Exkursion in Stahl und Eisen

Mittwoch 01. Februar 2017, 17:15

Mittweidaer Maschinenbau- und Mechatronikstudenten besuchen Chemnitzer Traditionsunternehmen

International aufgestellt: Angehende Mittweidaer Ingenieure
mit Prof. Uwe Mahn (rechts) vor den Chemnitzer Werks-
toren des weltweit tätigen Maschinenbau-Konzerns
Niles-Simmons (Foto: Evelyn Seyffert, HS Mittweida)

Lediglich „um die Ecke“ von Mittweida ist Chemnitz als Standort traditionsreicher und weltweit agierender Unternehmen des Werkzeugmaschinenbaus ein ideales Ziel für die Winter-Exkursion der Maschinenbau- und Mechatronikstudenten der Hochschule Mittweida.
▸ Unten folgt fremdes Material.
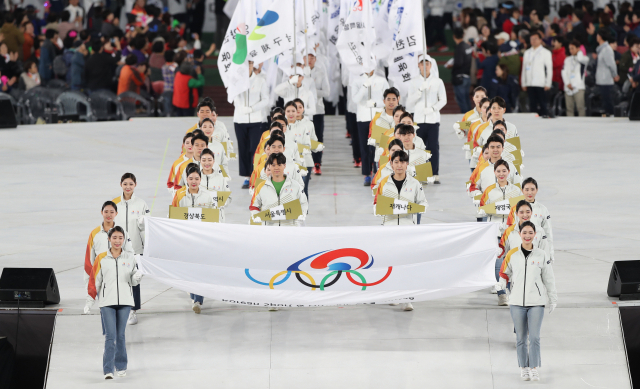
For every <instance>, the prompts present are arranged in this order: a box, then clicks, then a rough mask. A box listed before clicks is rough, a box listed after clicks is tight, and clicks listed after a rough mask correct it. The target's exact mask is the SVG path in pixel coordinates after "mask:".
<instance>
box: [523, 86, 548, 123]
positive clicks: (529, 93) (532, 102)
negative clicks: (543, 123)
mask: <svg viewBox="0 0 640 389" xmlns="http://www.w3.org/2000/svg"><path fill="white" fill-rule="evenodd" d="M527 93H528V94H529V110H530V111H531V112H537V113H538V115H540V116H545V115H549V111H548V110H547V105H548V103H547V92H546V91H545V90H544V88H542V87H540V86H528V87H527Z"/></svg>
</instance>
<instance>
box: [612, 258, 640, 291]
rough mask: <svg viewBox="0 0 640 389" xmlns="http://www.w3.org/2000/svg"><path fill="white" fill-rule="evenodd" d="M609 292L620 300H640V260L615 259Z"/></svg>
mask: <svg viewBox="0 0 640 389" xmlns="http://www.w3.org/2000/svg"><path fill="white" fill-rule="evenodd" d="M607 294H608V295H609V297H619V298H620V300H640V261H615V262H614V263H613V266H612V267H611V275H610V276H609V287H608V288H607Z"/></svg>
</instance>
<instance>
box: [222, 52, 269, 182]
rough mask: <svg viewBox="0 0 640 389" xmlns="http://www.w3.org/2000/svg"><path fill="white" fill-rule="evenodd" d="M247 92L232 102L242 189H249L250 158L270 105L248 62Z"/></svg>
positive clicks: (243, 92) (261, 131)
mask: <svg viewBox="0 0 640 389" xmlns="http://www.w3.org/2000/svg"><path fill="white" fill-rule="evenodd" d="M248 70H249V85H250V86H249V90H248V91H245V92H242V93H240V94H239V95H238V96H236V97H235V99H234V100H233V105H234V107H235V110H234V112H233V126H234V127H235V131H236V139H237V140H238V165H239V166H240V176H241V177H245V180H244V183H243V184H242V189H249V177H251V172H252V171H253V164H252V163H251V162H252V157H253V152H254V151H255V149H256V147H258V143H260V135H261V134H262V131H263V125H264V123H265V122H266V121H267V120H266V117H265V116H264V115H263V113H264V112H263V110H264V109H265V108H266V107H267V106H268V105H269V104H270V102H269V88H268V85H267V83H266V81H265V79H264V78H263V77H258V76H257V75H256V74H254V73H253V62H252V61H249V69H248ZM227 172H228V169H227Z"/></svg>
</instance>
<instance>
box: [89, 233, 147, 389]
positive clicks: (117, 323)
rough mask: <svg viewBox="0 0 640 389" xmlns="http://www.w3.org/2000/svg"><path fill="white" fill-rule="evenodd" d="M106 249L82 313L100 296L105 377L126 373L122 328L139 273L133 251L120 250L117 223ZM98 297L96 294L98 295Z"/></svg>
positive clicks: (126, 323)
mask: <svg viewBox="0 0 640 389" xmlns="http://www.w3.org/2000/svg"><path fill="white" fill-rule="evenodd" d="M108 239H109V246H110V248H109V251H108V253H107V255H106V257H105V258H104V259H103V260H102V261H101V262H100V266H99V268H98V269H96V283H95V285H96V291H94V293H91V295H90V296H88V297H87V302H86V304H85V306H84V313H85V314H88V313H90V311H91V307H92V306H93V304H94V302H95V300H96V298H99V299H100V316H101V318H102V327H103V331H104V353H103V356H102V371H103V373H104V378H105V379H113V375H114V373H115V374H116V375H117V376H119V377H124V376H126V375H127V362H128V359H127V348H126V339H125V329H126V327H127V319H128V317H129V312H130V311H131V307H132V306H133V305H134V302H133V290H132V288H133V287H134V286H136V285H139V284H140V280H141V279H142V273H140V272H139V271H138V270H137V266H136V258H135V256H134V255H133V253H131V252H128V251H125V250H123V246H124V245H125V239H126V238H125V232H124V230H123V229H122V227H120V226H116V227H114V228H113V229H111V230H110V231H109V235H108ZM98 296H99V297H98Z"/></svg>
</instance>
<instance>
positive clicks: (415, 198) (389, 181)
mask: <svg viewBox="0 0 640 389" xmlns="http://www.w3.org/2000/svg"><path fill="white" fill-rule="evenodd" d="M378 195H382V196H385V197H391V198H392V199H398V200H403V201H409V202H412V203H416V204H418V205H424V207H425V212H426V210H427V207H429V204H428V203H427V198H426V196H425V195H424V190H423V189H422V184H421V183H420V182H419V181H418V180H416V179H415V178H413V177H411V176H409V175H408V174H407V175H406V178H405V180H404V182H403V183H402V189H401V190H400V192H398V187H397V186H396V184H395V183H394V182H393V174H392V175H389V176H387V177H385V178H383V179H382V181H380V188H378V190H377V192H376V198H375V201H374V204H376V203H377V201H378ZM374 210H375V205H374ZM421 213H424V212H421ZM417 215H418V214H416V213H407V214H404V215H383V216H382V225H383V226H403V225H413V224H418V216H417Z"/></svg>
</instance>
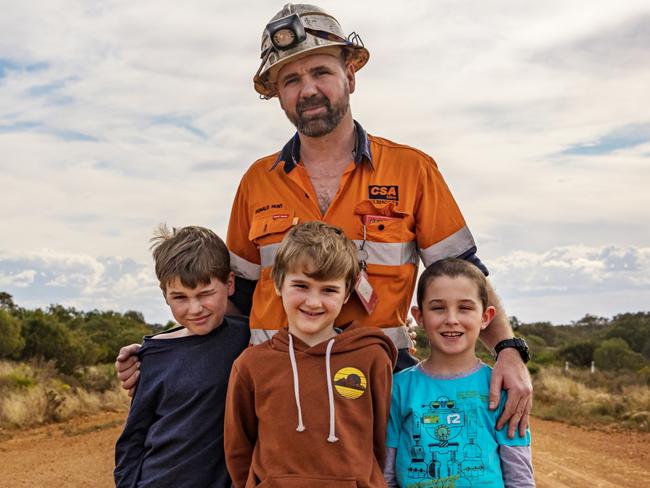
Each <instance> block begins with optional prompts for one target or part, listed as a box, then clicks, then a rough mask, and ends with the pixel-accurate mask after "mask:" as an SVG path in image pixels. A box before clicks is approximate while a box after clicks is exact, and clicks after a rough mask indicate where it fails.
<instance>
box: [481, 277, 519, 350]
mask: <svg viewBox="0 0 650 488" xmlns="http://www.w3.org/2000/svg"><path fill="white" fill-rule="evenodd" d="M488 305H492V306H493V307H494V308H495V309H496V314H495V315H494V318H493V319H492V322H490V325H489V326H488V327H486V328H485V329H483V330H482V331H481V335H480V336H479V337H480V339H481V342H482V343H483V345H484V346H485V347H487V348H488V349H489V350H490V351H492V350H493V349H494V346H496V345H497V343H498V342H500V341H502V340H505V339H510V338H512V337H513V335H514V334H513V332H512V327H510V322H509V321H508V316H507V315H506V312H505V310H504V308H503V304H502V303H501V300H500V299H499V297H498V296H497V294H496V292H495V291H494V288H492V285H491V284H490V283H489V282H488Z"/></svg>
Am vergangenen Freitag besuchten 25 Diplom- und Masterstudierenden zunächst die Firma Niles-Simmons, die sich auf große Drehbearbeitungszentren und Maschinen zur Radsatzbearbeitung von Schienenfahrzeugen spezialisiert hat. Hier trafen sie auf Erik Brauer, einen Mittweidaer Absolventen. Erik Brauer ist Anwendungstechnologe bei Niles-Simmons und führte den interessierten Studenten eine aufwändige Drehbearbeitung vor, bei der zwei Werkstücke gleichzeitig bearbeitet werden.

Danach stand ein Besuch bei der Firma Heckert GmbH auf dem Programm. Das Unternehmen ist Spezialist für 4- und 5-Achsbearbeitungszentren, die angefangen vom Automobilbau, über den allgemeinen Maschinenbau bis zum Flugzeugbau, überall dort eingesetzt werden, wo komplizierte, prismatische Teile hergestellt werden.  Auch hier konnten die Studierenden nach einem kurzen Überblick über das Unternehmen die Fertigung vom Einzelteil über die Baugruppenmontage bis zur Endmontage in Augenschein nehmen.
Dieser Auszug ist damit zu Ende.